POR: LILY ORTIZ
La batalla por el vapeo: salud pública vs. mercado negro
La votación mayoritaria en la Cámara de Diputados para prohibir la producción, venta y distribución de vapeadores con un rango reportado entre 292 votos a favor y 163 en contra, volvió a exhibir un dilema clásico de la política pública: ¿proteger la salud por la vía de la prohibición absoluta o hacerlo mediante regulaciones inteligentes que no generen efectos secundarios más dañinos que el problema que buscan resolver?

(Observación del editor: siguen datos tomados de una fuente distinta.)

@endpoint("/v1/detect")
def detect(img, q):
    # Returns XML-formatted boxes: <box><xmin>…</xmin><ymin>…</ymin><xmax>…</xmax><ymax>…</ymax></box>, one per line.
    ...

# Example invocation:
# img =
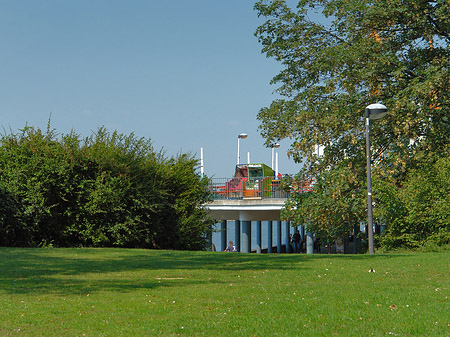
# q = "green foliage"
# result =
<box><xmin>283</xmin><ymin>161</ymin><xmax>365</xmax><ymax>241</ymax></box>
<box><xmin>0</xmin><ymin>127</ymin><xmax>210</xmax><ymax>249</ymax></box>
<box><xmin>255</xmin><ymin>0</ymin><xmax>450</xmax><ymax>247</ymax></box>
<box><xmin>377</xmin><ymin>151</ymin><xmax>450</xmax><ymax>248</ymax></box>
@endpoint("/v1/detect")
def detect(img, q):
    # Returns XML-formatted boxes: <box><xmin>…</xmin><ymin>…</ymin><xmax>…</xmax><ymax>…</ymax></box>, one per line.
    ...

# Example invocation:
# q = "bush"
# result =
<box><xmin>0</xmin><ymin>127</ymin><xmax>211</xmax><ymax>249</ymax></box>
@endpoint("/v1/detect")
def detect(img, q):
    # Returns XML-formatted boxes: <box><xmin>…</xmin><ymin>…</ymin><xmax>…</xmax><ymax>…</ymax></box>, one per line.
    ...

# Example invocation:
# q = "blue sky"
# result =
<box><xmin>0</xmin><ymin>0</ymin><xmax>299</xmax><ymax>177</ymax></box>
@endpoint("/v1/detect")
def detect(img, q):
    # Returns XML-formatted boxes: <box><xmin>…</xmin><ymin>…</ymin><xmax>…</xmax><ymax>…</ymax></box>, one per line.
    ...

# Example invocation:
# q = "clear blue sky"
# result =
<box><xmin>0</xmin><ymin>0</ymin><xmax>299</xmax><ymax>177</ymax></box>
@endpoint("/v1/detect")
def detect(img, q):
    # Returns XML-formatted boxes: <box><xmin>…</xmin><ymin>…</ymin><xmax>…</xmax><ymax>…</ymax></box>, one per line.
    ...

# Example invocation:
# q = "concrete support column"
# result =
<box><xmin>256</xmin><ymin>221</ymin><xmax>261</xmax><ymax>254</ymax></box>
<box><xmin>220</xmin><ymin>220</ymin><xmax>227</xmax><ymax>252</ymax></box>
<box><xmin>267</xmin><ymin>221</ymin><xmax>273</xmax><ymax>254</ymax></box>
<box><xmin>306</xmin><ymin>231</ymin><xmax>314</xmax><ymax>254</ymax></box>
<box><xmin>353</xmin><ymin>224</ymin><xmax>360</xmax><ymax>254</ymax></box>
<box><xmin>276</xmin><ymin>221</ymin><xmax>282</xmax><ymax>254</ymax></box>
<box><xmin>241</xmin><ymin>220</ymin><xmax>252</xmax><ymax>253</ymax></box>
<box><xmin>284</xmin><ymin>221</ymin><xmax>291</xmax><ymax>253</ymax></box>
<box><xmin>234</xmin><ymin>220</ymin><xmax>241</xmax><ymax>252</ymax></box>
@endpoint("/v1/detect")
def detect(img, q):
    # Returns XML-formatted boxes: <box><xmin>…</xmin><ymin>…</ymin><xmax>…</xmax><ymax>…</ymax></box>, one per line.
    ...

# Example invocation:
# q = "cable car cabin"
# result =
<box><xmin>227</xmin><ymin>164</ymin><xmax>274</xmax><ymax>198</ymax></box>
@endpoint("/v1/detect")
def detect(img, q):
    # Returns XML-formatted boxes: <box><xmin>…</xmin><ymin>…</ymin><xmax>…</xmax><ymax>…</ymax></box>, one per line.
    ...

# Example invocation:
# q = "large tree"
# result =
<box><xmin>255</xmin><ymin>0</ymin><xmax>450</xmax><ymax>173</ymax></box>
<box><xmin>255</xmin><ymin>0</ymin><xmax>450</xmax><ymax>244</ymax></box>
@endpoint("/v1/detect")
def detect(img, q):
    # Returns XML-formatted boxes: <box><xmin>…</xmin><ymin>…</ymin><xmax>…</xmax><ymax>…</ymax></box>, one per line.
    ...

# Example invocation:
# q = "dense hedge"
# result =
<box><xmin>0</xmin><ymin>127</ymin><xmax>211</xmax><ymax>250</ymax></box>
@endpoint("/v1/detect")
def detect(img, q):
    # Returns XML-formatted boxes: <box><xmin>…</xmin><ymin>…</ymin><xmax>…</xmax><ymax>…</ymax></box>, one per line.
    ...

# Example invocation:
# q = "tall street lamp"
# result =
<box><xmin>269</xmin><ymin>143</ymin><xmax>280</xmax><ymax>170</ymax></box>
<box><xmin>364</xmin><ymin>104</ymin><xmax>387</xmax><ymax>254</ymax></box>
<box><xmin>237</xmin><ymin>133</ymin><xmax>248</xmax><ymax>165</ymax></box>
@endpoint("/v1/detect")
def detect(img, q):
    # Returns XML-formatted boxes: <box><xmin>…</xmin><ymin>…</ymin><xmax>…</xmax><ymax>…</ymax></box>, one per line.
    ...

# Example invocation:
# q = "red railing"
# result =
<box><xmin>209</xmin><ymin>177</ymin><xmax>314</xmax><ymax>200</ymax></box>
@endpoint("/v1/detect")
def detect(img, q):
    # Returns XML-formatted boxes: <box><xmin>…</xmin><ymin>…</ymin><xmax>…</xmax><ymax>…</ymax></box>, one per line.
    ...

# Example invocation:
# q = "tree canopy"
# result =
<box><xmin>255</xmin><ymin>0</ymin><xmax>450</xmax><ymax>172</ymax></box>
<box><xmin>0</xmin><ymin>127</ymin><xmax>211</xmax><ymax>250</ymax></box>
<box><xmin>255</xmin><ymin>0</ymin><xmax>450</xmax><ymax>247</ymax></box>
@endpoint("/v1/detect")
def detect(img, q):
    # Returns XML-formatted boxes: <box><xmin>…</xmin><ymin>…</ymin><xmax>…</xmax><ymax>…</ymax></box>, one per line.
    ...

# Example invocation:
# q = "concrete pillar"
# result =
<box><xmin>241</xmin><ymin>220</ymin><xmax>252</xmax><ymax>253</ymax></box>
<box><xmin>267</xmin><ymin>221</ymin><xmax>273</xmax><ymax>254</ymax></box>
<box><xmin>276</xmin><ymin>221</ymin><xmax>281</xmax><ymax>254</ymax></box>
<box><xmin>220</xmin><ymin>220</ymin><xmax>227</xmax><ymax>252</ymax></box>
<box><xmin>234</xmin><ymin>220</ymin><xmax>241</xmax><ymax>252</ymax></box>
<box><xmin>256</xmin><ymin>221</ymin><xmax>261</xmax><ymax>254</ymax></box>
<box><xmin>284</xmin><ymin>221</ymin><xmax>291</xmax><ymax>253</ymax></box>
<box><xmin>306</xmin><ymin>231</ymin><xmax>314</xmax><ymax>254</ymax></box>
<box><xmin>353</xmin><ymin>224</ymin><xmax>361</xmax><ymax>254</ymax></box>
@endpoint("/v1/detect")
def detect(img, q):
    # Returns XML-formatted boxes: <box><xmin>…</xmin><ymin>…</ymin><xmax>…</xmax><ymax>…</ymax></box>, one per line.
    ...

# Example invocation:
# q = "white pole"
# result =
<box><xmin>271</xmin><ymin>146</ymin><xmax>274</xmax><ymax>170</ymax></box>
<box><xmin>275</xmin><ymin>152</ymin><xmax>278</xmax><ymax>179</ymax></box>
<box><xmin>237</xmin><ymin>137</ymin><xmax>240</xmax><ymax>165</ymax></box>
<box><xmin>200</xmin><ymin>146</ymin><xmax>205</xmax><ymax>178</ymax></box>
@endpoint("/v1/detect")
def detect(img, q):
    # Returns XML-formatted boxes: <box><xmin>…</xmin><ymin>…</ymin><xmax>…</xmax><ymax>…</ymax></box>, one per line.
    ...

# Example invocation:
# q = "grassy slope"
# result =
<box><xmin>0</xmin><ymin>248</ymin><xmax>450</xmax><ymax>336</ymax></box>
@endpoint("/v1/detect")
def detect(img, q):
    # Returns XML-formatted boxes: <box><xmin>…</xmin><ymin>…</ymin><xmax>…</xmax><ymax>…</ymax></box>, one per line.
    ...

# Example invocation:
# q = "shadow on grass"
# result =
<box><xmin>0</xmin><ymin>248</ymin><xmax>408</xmax><ymax>295</ymax></box>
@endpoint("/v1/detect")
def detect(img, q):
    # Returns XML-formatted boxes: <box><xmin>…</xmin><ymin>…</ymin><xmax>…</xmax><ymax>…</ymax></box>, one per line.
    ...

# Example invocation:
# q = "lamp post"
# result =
<box><xmin>269</xmin><ymin>143</ymin><xmax>280</xmax><ymax>170</ymax></box>
<box><xmin>237</xmin><ymin>133</ymin><xmax>248</xmax><ymax>165</ymax></box>
<box><xmin>364</xmin><ymin>104</ymin><xmax>387</xmax><ymax>254</ymax></box>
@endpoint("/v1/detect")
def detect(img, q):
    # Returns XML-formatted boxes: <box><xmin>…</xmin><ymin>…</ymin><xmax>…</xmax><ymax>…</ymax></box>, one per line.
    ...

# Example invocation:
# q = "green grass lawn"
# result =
<box><xmin>0</xmin><ymin>248</ymin><xmax>450</xmax><ymax>336</ymax></box>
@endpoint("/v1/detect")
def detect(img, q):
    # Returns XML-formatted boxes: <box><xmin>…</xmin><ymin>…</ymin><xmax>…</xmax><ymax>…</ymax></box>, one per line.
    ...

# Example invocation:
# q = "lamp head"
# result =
<box><xmin>365</xmin><ymin>103</ymin><xmax>387</xmax><ymax>119</ymax></box>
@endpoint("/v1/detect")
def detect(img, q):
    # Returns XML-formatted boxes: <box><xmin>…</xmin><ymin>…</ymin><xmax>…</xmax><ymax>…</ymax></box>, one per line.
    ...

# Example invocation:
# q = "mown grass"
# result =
<box><xmin>0</xmin><ymin>248</ymin><xmax>450</xmax><ymax>336</ymax></box>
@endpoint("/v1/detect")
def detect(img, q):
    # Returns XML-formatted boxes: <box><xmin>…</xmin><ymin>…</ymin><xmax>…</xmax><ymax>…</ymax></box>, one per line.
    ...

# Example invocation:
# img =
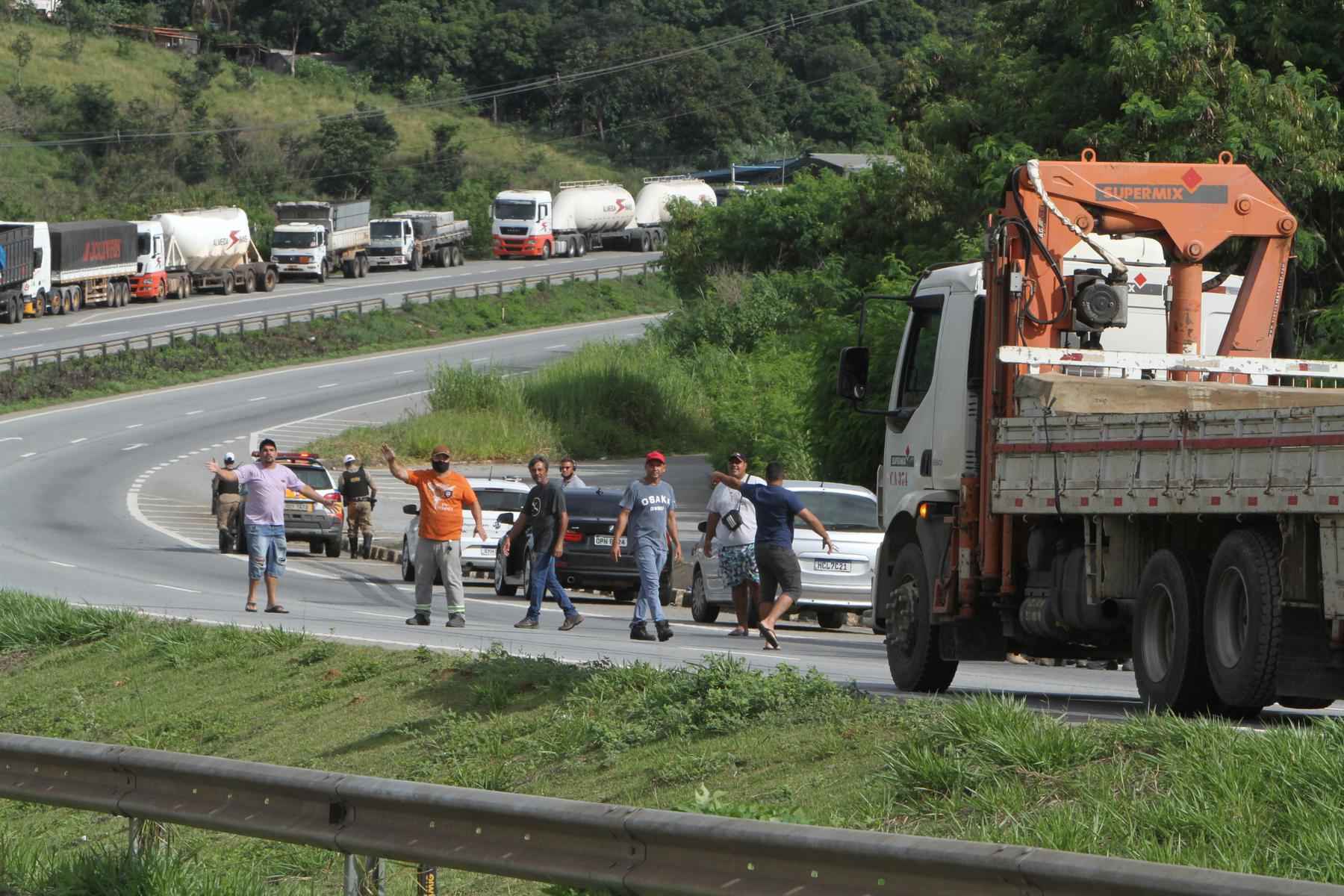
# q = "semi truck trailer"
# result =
<box><xmin>836</xmin><ymin>150</ymin><xmax>1344</xmax><ymax>718</ymax></box>
<box><xmin>131</xmin><ymin>207</ymin><xmax>279</xmax><ymax>302</ymax></box>
<box><xmin>270</xmin><ymin>199</ymin><xmax>370</xmax><ymax>284</ymax></box>
<box><xmin>491</xmin><ymin>180</ymin><xmax>667</xmax><ymax>258</ymax></box>
<box><xmin>368</xmin><ymin>211</ymin><xmax>472</xmax><ymax>270</ymax></box>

El debate se ha polarizado, pero los datos obligan a analizarlo con serenidad. En México, cerca del 6% de la población ha usado cigarrillos electrónicos, lo que se traduce en millones de personas; si bien se creía que esto era una moda pasajera, no es así, hoy es un mercado consolidado; y entre adolescentes el grupo más vulnerable; el panorama preocupa aún más: la Encuesta Nacional de Salud y Nutrición (ENSANUT) indica que el 4.3% de jóvenes entre 10 y 19 años usan vapeadores actualmente, una cifra que ha venido creciendo y que enciende todas las alarmas de salud pública; sobre todo por el rango de edad.
La evidencia científica refiere que la mayoría de los vapeadores contiene nicotina, una de las sustancias más adictivas, y su uso en etapas de desarrollo puede afectar el cerebro adolescente, la atención, la memoria y el control de impulsos. A eso se suma el aerosol que transporta compuestos tóxicos capaces de dañar pulmones y sistema cardiovascular. No, no es un juguete tecnológico ni un “mal menor” frente al cigarro tradicional; es un dispositivo que genera dependencia y consecuencias fisiológicas reales.
Sin embargo, la política es más compleja que un dictamen sanitario. Prohibir no hace desaparecer la demanda; sino que la desplazará; es decir cuando un mercado ya establecido se queda sin oferta legal, lo que surge no es abstinencia, sino clandestinidad. Los productos adulterados, las importaciones sin control y la venta informal sin estándares de calidad pueden convertirse en un riesgo mayor que los propios vapeadores regulados. Paradójicamente, una prohibición rígida puede debilitar la capacidad del Estado para supervisar, y abrir espacios para la corrupción y la persecución.
México ha enfrentado este dilema antes: alcohol, tabaco, medicamentos controlados e incluso combustibles han demostrado que un vacío regulatorio se convierte rápidamente en un incentivo para el mercado negro.
La discusión que ahora llega al Senado debería replantear la estrategia. Una política integral no se limita a decir “no se vende”; debe incluir prohibición de sabores atractivos para menores, restricciones claras de publicidad, controles estrictos de importación, programas de cesación accesibles para quienes ya desarrollaron adicción y sanciones dirigidas al contrabando, no a los consumidores ni a quienes venden pequeñas cantidades.
Lo que está en juego no es solo un producto, sino la capacidad del Estado de proteger sin empujar a la clandestinidad, de regular sin castigar injustamente y de actuar con evidencia, no con impulsos.
Prohibir puede sonar contundente, pero sin un diseño inteligente puede terminar exponiendo más a quienes se busca proteger.